Methods The newly proposed prior promotes the joint sparsity of the discrete gradients of the PET and MRI images compared to the L1 norm prior used in joint total variation (TV) regularization. The joint reconstruction was formulated as an equality-constrained optimization and solved using the alternating direction method of multipliers (ADMM). In this framework, the master problem was effectively optimized using the well-established MAP-EM one-step-late algorithm for PET, a regularized SENSE conjugate-gradient algorithm for MRI, and an iteratively weighted soft thresholding rule invoked by the linearization of the joint sparsity prior. The dependency of the joint prior on the PET and MRI signal intensities was addressed by novel alternating scaling of the distribution of the gradient vectors.

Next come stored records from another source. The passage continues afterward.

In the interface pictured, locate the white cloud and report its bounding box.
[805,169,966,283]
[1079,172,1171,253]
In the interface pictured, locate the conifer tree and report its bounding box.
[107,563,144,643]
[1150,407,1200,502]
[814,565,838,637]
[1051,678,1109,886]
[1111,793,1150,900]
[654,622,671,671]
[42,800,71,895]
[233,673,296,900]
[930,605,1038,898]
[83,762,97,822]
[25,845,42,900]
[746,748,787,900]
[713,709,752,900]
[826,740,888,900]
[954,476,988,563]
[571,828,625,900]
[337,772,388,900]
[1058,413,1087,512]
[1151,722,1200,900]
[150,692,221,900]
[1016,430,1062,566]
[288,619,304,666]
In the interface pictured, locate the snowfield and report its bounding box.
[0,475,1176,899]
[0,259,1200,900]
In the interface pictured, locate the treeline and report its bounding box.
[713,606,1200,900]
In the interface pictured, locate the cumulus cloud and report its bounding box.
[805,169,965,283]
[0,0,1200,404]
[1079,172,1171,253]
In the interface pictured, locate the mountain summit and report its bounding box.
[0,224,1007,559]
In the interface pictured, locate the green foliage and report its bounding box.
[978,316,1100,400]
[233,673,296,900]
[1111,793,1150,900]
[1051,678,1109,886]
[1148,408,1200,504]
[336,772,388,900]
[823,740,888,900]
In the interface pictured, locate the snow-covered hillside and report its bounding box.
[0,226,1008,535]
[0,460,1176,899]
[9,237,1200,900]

Results Using simulated PET and T1-weighted MRI data, it was demonstrated that the proposed regularization substantially outperforms the separate TV and joint TV regularizations as well as the recently proposed linear parallel level set (PLS) reconstruction optimized by the quasi-Newton L-BFGS-B algorithm. The proposed algorithm outperformed its counterparts in terms of i) joint reconstructions which neither induce artifacts nor suppress modality-unique features, and ii) stability and convergence irrespective of initialization.
Conclusions The new, non-convex joint sparsity regularization within the presented joint reconstruction framework is a promising technique to enhance quantitative accuracy of PET-MR studies.